140. 前記合成ＲＮＡ分子がウリジン残基を含み、前記ウリジン残基の約４０％が５−メチルウリジン残基である、請求項１３９に記載の方法。
141. 前記合成ＲＮＡ分子がシチジン残基を含み、前記シチジン残基の約４０％〜約１００％が、５−メチルシチジン残基、５−ヒドロキシメチルシチジン残基、Ｎ４−メチルシチジン残基、およびＮ４−アセチルシチジン残基から選択される、請求項１３９に記載の方法。
142. 前記合成ＲＮＡ分子がグアノシン残基を含み、前記グアノシン残基の約５０％が７−デアザグアノシン残基である、請求項１３９に記載の方法。
143. ５−メチルウリジン、７−デアザグアノシン、ならびに５−メチルシチジン、５−ヒドロキシメチルシチジン、Ｎ４−メチルシチジン、およびＮ４−アセチルシチジンのうちの少なくとも１つを含む、対象のタンパク質をコードする核酸。
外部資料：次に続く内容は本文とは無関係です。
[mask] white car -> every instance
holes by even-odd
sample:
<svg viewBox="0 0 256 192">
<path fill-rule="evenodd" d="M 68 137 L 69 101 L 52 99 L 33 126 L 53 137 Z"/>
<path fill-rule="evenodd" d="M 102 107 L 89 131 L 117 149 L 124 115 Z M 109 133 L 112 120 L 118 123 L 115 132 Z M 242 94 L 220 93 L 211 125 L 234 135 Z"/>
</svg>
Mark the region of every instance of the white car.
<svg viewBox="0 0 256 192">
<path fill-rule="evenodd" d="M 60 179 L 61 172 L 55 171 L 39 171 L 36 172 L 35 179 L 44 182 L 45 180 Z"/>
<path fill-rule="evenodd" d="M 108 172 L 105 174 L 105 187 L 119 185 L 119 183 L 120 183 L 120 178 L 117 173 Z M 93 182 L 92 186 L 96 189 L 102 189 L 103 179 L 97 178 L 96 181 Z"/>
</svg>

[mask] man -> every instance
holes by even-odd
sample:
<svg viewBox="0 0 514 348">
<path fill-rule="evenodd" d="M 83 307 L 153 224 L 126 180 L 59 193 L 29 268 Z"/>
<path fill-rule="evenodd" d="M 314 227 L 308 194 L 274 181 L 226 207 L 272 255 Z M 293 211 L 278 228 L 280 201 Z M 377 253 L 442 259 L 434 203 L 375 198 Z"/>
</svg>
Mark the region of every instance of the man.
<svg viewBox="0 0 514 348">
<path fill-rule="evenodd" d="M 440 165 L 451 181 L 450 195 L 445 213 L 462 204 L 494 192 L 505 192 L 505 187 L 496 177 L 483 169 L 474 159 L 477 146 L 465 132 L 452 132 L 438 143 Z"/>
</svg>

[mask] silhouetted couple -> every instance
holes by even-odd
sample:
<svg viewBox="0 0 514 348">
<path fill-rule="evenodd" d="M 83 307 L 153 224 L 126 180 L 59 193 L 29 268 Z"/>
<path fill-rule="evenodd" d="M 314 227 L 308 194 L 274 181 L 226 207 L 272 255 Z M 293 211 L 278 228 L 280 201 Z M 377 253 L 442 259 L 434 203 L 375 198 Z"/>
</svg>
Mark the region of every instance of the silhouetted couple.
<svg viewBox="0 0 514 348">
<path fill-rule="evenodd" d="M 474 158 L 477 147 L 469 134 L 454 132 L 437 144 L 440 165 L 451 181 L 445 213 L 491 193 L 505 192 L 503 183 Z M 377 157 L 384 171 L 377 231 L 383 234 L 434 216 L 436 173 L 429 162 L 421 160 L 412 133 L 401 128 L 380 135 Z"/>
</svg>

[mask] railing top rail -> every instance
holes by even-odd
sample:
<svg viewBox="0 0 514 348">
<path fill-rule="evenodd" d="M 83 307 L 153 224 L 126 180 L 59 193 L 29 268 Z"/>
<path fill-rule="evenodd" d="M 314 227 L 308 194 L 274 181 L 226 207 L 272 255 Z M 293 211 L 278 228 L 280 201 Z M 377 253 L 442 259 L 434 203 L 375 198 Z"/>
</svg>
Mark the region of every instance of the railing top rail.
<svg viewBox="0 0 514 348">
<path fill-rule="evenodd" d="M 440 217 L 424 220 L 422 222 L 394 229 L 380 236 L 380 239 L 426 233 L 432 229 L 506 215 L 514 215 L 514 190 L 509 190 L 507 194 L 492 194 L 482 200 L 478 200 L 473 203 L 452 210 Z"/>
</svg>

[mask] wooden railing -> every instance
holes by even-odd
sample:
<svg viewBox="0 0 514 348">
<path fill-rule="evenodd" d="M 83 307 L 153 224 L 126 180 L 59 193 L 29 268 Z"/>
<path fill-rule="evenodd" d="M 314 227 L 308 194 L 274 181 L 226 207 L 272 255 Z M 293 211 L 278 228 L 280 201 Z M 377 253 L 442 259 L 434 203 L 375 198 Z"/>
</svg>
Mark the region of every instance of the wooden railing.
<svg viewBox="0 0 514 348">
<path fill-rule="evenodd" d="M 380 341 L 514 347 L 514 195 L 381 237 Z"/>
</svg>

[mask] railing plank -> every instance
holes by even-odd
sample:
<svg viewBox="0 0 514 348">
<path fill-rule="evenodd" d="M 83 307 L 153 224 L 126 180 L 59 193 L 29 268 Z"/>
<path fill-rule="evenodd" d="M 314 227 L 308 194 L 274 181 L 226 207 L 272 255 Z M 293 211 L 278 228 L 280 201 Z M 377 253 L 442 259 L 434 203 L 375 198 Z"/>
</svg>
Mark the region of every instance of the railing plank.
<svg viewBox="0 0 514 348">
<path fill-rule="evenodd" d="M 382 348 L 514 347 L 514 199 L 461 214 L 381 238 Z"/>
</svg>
144. 細胞中の相同組換えを増加するための方法であって、
     ａ．前記細胞をＮＨＥＪ阻害剤と接触させることと、
     ｂ．前記細胞に、１つ以上の遺伝子編集タンパク質をコードする１つ以上の核酸を遺伝子導入することであって、前記１つ以上の遺伝子編集タンパク質のうちの少なくとも１つが、標的領域に結合する、遺伝子導入することと、
     ｃ．前記細胞に、前記標的領域に対して少なくとも５０％の相同性を有する１つ以上の核酸を遺伝子導入することと、を含む、方法。
145. 前記ＮＨＥＪ阻害剤がＤＮＡ−ＰＫ阻害剤である、請求項１４４に記載の方法。
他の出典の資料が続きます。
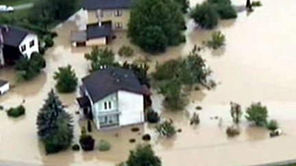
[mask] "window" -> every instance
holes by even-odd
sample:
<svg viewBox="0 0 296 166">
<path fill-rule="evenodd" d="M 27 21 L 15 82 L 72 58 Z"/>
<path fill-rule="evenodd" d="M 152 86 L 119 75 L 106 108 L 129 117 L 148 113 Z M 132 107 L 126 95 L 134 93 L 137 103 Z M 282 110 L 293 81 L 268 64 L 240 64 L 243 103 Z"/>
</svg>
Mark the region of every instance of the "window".
<svg viewBox="0 0 296 166">
<path fill-rule="evenodd" d="M 35 42 L 34 42 L 34 40 L 32 40 L 29 42 L 29 46 L 30 46 L 30 48 L 32 48 L 32 46 L 34 46 L 34 44 L 35 44 Z"/>
<path fill-rule="evenodd" d="M 26 48 L 25 48 L 25 44 L 21 46 L 21 51 L 22 52 L 25 51 L 25 49 L 26 49 Z"/>
<path fill-rule="evenodd" d="M 115 29 L 121 29 L 122 28 L 123 28 L 122 23 L 121 22 L 115 23 Z"/>
<path fill-rule="evenodd" d="M 111 101 L 104 102 L 103 107 L 105 110 L 110 110 L 112 109 L 112 102 Z"/>
<path fill-rule="evenodd" d="M 120 10 L 116 10 L 114 12 L 115 16 L 122 16 L 122 11 Z"/>
</svg>

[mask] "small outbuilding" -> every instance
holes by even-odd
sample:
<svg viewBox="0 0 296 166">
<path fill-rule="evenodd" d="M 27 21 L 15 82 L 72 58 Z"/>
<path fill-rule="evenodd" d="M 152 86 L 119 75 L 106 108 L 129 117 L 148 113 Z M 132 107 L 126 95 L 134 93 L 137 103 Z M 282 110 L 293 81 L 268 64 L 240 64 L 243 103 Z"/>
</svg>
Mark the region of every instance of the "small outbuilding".
<svg viewBox="0 0 296 166">
<path fill-rule="evenodd" d="M 8 81 L 0 79 L 0 96 L 8 92 L 10 89 Z"/>
</svg>

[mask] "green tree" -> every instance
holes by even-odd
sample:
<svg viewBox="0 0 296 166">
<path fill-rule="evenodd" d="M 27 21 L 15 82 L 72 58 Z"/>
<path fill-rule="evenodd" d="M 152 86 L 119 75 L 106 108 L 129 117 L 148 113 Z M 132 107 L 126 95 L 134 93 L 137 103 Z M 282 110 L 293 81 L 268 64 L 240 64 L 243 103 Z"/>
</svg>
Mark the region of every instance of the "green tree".
<svg viewBox="0 0 296 166">
<path fill-rule="evenodd" d="M 201 5 L 197 4 L 191 11 L 190 17 L 201 27 L 213 29 L 218 25 L 219 16 L 216 12 L 214 6 L 204 2 Z"/>
<path fill-rule="evenodd" d="M 225 42 L 225 36 L 221 31 L 214 31 L 212 33 L 212 40 L 207 42 L 207 45 L 215 50 L 224 46 Z"/>
<path fill-rule="evenodd" d="M 188 0 L 175 0 L 181 8 L 181 11 L 184 13 L 187 13 L 189 8 L 189 1 Z"/>
<path fill-rule="evenodd" d="M 156 131 L 161 135 L 166 137 L 171 137 L 176 133 L 175 126 L 173 125 L 173 122 L 165 120 L 164 122 L 158 124 L 156 126 Z"/>
<path fill-rule="evenodd" d="M 138 39 L 140 47 L 150 53 L 164 52 L 168 45 L 168 39 L 158 26 L 143 27 Z"/>
<path fill-rule="evenodd" d="M 55 153 L 71 146 L 73 138 L 72 116 L 64 109 L 53 90 L 37 116 L 38 135 L 45 145 L 47 153 Z"/>
<path fill-rule="evenodd" d="M 69 93 L 75 91 L 77 85 L 77 78 L 70 65 L 66 67 L 58 68 L 53 79 L 57 81 L 56 87 L 61 93 Z"/>
<path fill-rule="evenodd" d="M 84 57 L 90 61 L 90 71 L 94 72 L 101 69 L 103 66 L 114 65 L 114 53 L 111 49 L 92 48 L 90 53 L 86 53 Z"/>
<path fill-rule="evenodd" d="M 129 57 L 134 55 L 134 50 L 130 46 L 123 46 L 119 49 L 118 53 L 120 56 Z"/>
<path fill-rule="evenodd" d="M 165 81 L 160 86 L 160 93 L 164 96 L 164 106 L 172 111 L 184 109 L 186 100 L 182 94 L 182 85 L 176 81 Z"/>
<path fill-rule="evenodd" d="M 176 1 L 139 0 L 134 2 L 127 31 L 133 42 L 146 51 L 156 53 L 164 51 L 166 46 L 182 42 L 184 21 Z"/>
<path fill-rule="evenodd" d="M 154 154 L 150 145 L 138 145 L 136 150 L 130 152 L 127 161 L 120 165 L 124 166 L 161 166 L 160 158 Z"/>
<path fill-rule="evenodd" d="M 46 62 L 43 56 L 34 53 L 32 53 L 30 59 L 21 57 L 16 61 L 14 69 L 18 79 L 26 81 L 36 77 L 45 66 Z"/>
<path fill-rule="evenodd" d="M 252 103 L 247 109 L 246 118 L 249 121 L 255 122 L 257 126 L 265 126 L 267 113 L 267 108 L 262 106 L 260 102 Z"/>
</svg>

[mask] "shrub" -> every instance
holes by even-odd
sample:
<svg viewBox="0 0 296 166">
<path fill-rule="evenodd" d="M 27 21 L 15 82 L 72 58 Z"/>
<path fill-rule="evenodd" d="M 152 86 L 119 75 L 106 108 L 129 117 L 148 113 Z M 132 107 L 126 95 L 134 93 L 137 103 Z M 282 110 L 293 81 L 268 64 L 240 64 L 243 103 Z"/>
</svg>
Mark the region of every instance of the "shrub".
<svg viewBox="0 0 296 166">
<path fill-rule="evenodd" d="M 147 120 L 149 123 L 157 123 L 160 120 L 158 113 L 152 109 L 149 109 L 146 113 Z"/>
<path fill-rule="evenodd" d="M 193 115 L 191 117 L 190 120 L 190 124 L 199 124 L 200 122 L 199 115 L 196 113 L 193 113 Z"/>
<path fill-rule="evenodd" d="M 57 81 L 56 87 L 60 93 L 70 93 L 76 90 L 77 78 L 72 66 L 58 68 L 54 73 L 53 79 Z"/>
<path fill-rule="evenodd" d="M 104 139 L 102 139 L 99 142 L 99 150 L 100 151 L 108 151 L 110 148 L 110 143 Z"/>
<path fill-rule="evenodd" d="M 226 129 L 226 133 L 228 137 L 234 137 L 241 133 L 241 131 L 238 128 L 234 126 L 228 126 Z"/>
<path fill-rule="evenodd" d="M 44 42 L 45 43 L 45 48 L 51 47 L 54 44 L 52 37 L 49 35 L 45 37 Z"/>
<path fill-rule="evenodd" d="M 82 134 L 79 138 L 79 143 L 84 151 L 90 151 L 94 149 L 95 139 L 90 135 L 86 133 L 86 129 L 84 126 L 82 129 Z"/>
<path fill-rule="evenodd" d="M 24 115 L 25 112 L 25 109 L 23 105 L 20 105 L 16 108 L 10 108 L 7 111 L 7 114 L 8 116 L 17 117 L 22 115 Z"/>
<path fill-rule="evenodd" d="M 278 122 L 275 120 L 271 120 L 269 123 L 267 123 L 267 127 L 270 130 L 275 130 L 278 128 Z"/>
<path fill-rule="evenodd" d="M 221 19 L 231 19 L 237 17 L 236 11 L 231 5 L 217 5 L 215 10 Z"/>
<path fill-rule="evenodd" d="M 130 152 L 127 161 L 119 165 L 124 166 L 161 166 L 160 158 L 156 156 L 151 145 L 137 146 Z"/>
<path fill-rule="evenodd" d="M 247 109 L 246 118 L 249 121 L 254 122 L 257 126 L 262 126 L 267 124 L 267 108 L 260 102 L 252 103 Z"/>
<path fill-rule="evenodd" d="M 160 135 L 166 137 L 171 137 L 176 133 L 176 130 L 173 125 L 173 122 L 169 122 L 168 120 L 165 120 L 162 123 L 158 124 L 156 126 L 156 129 Z"/>
<path fill-rule="evenodd" d="M 161 66 L 156 66 L 156 72 L 153 77 L 157 81 L 172 79 L 177 77 L 180 63 L 179 60 L 170 60 Z"/>
<path fill-rule="evenodd" d="M 134 55 L 134 50 L 130 46 L 123 46 L 119 49 L 118 53 L 120 56 L 129 57 Z"/>
<path fill-rule="evenodd" d="M 262 6 L 262 3 L 260 1 L 254 1 L 251 2 L 251 5 L 254 7 L 259 7 Z"/>
<path fill-rule="evenodd" d="M 212 40 L 208 41 L 207 44 L 215 50 L 225 45 L 225 36 L 221 31 L 214 31 L 212 33 Z"/>
<path fill-rule="evenodd" d="M 72 150 L 74 151 L 79 151 L 80 150 L 80 146 L 76 143 L 72 146 Z"/>
<path fill-rule="evenodd" d="M 149 134 L 145 134 L 142 137 L 142 139 L 147 141 L 150 141 L 151 136 Z"/>
<path fill-rule="evenodd" d="M 197 4 L 190 13 L 195 22 L 204 29 L 213 29 L 218 25 L 219 14 L 214 6 L 209 3 Z"/>
</svg>

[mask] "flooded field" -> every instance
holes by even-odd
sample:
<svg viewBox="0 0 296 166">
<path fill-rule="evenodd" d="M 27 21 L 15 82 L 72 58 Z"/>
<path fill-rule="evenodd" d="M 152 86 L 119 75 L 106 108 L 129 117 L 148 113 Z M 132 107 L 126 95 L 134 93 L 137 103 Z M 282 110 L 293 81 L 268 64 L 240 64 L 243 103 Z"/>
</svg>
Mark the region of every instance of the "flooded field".
<svg viewBox="0 0 296 166">
<path fill-rule="evenodd" d="M 193 0 L 191 5 L 197 1 L 201 1 Z M 137 133 L 132 132 L 132 126 L 92 132 L 97 141 L 101 139 L 110 141 L 112 148 L 106 152 L 97 149 L 90 152 L 69 150 L 46 156 L 38 142 L 36 115 L 47 93 L 54 87 L 53 72 L 59 66 L 71 64 L 79 78 L 88 74 L 88 64 L 84 54 L 90 49 L 73 49 L 69 43 L 71 31 L 83 29 L 83 14 L 58 26 L 59 36 L 54 47 L 47 52 L 47 66 L 42 74 L 28 82 L 16 83 L 12 68 L 0 70 L 0 78 L 9 80 L 13 85 L 9 93 L 0 97 L 0 105 L 7 109 L 24 102 L 27 109 L 26 115 L 16 120 L 0 112 L 0 161 L 16 165 L 114 165 L 126 159 L 129 150 L 143 143 L 145 133 L 153 136 L 150 142 L 164 165 L 251 165 L 296 158 L 296 3 L 261 1 L 263 6 L 253 13 L 241 12 L 235 20 L 220 23 L 217 29 L 226 37 L 224 49 L 201 53 L 219 83 L 217 88 L 193 92 L 186 111 L 177 113 L 166 111 L 161 105 L 162 96 L 153 93 L 153 108 L 162 117 L 173 119 L 181 133 L 170 139 L 158 138 L 153 126 L 147 124 L 137 125 L 140 128 Z M 244 3 L 234 1 L 236 5 Z M 153 56 L 132 46 L 137 55 L 128 60 L 146 57 L 153 70 L 156 63 L 186 56 L 195 44 L 200 45 L 210 37 L 212 31 L 198 29 L 189 20 L 187 25 L 186 43 Z M 130 44 L 125 33 L 121 33 L 110 46 L 117 51 L 123 44 Z M 75 113 L 77 94 L 59 96 L 75 118 L 73 142 L 77 143 L 80 126 L 85 123 Z M 251 102 L 261 101 L 267 106 L 269 117 L 278 120 L 284 135 L 271 139 L 266 129 L 249 126 L 243 118 L 241 134 L 228 138 L 225 129 L 232 123 L 230 101 L 241 104 L 244 110 Z M 202 110 L 197 111 L 197 105 Z M 194 111 L 199 112 L 201 117 L 201 124 L 196 127 L 188 122 Z M 223 119 L 220 125 L 216 117 Z M 130 143 L 130 139 L 135 139 L 136 143 Z"/>
</svg>

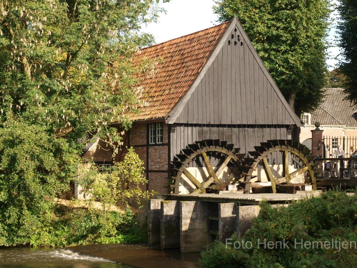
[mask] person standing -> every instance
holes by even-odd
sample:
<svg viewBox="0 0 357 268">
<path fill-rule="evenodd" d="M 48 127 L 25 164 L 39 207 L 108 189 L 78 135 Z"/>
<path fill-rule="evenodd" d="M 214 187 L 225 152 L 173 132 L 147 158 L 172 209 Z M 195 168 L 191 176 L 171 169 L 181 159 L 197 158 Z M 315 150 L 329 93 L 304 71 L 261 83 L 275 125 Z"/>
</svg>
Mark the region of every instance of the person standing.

146. 前記ＤＮＡ−ＰＫ阻害剤が、化合物４０１（２−（４−モルフォリニル）−４Ｈ−ピリミド［２，１−ａ］イソキノリン−４−オン）、ＤＭＮＢ、ＩＣ８７３６１、ＬＹ２９４００２、ＮＵ７０２６、ＮＵ７４４１、ＯＫ−１０３５、ＰＩ １０３ヒドロクロライド、バニリン、およびワートマニン、またはこれらの誘導体のメンバーである、請求項１４４に記載の方法。
147. デュシェンヌ型筋ジストロフィーを治療するための方法であって、患者に、１つ以上の遺伝子編集タンパク質、または１つ以上の遺伝子編集タンパク質をコードする核酸を投与することを含み、前記１つ以上の遺伝子編集タンパク質が、ＤＭＤ遺伝子内の配列を標的にする、方法。
148. 前記治療が、ＤＭＤタンパク質の短縮形態の生成をもたらす、請求項１４７に記載の方法。
149. 前記標的配列が、約１ｋｂのスプライス受容部位内にある、請求項１４７に記載の方法。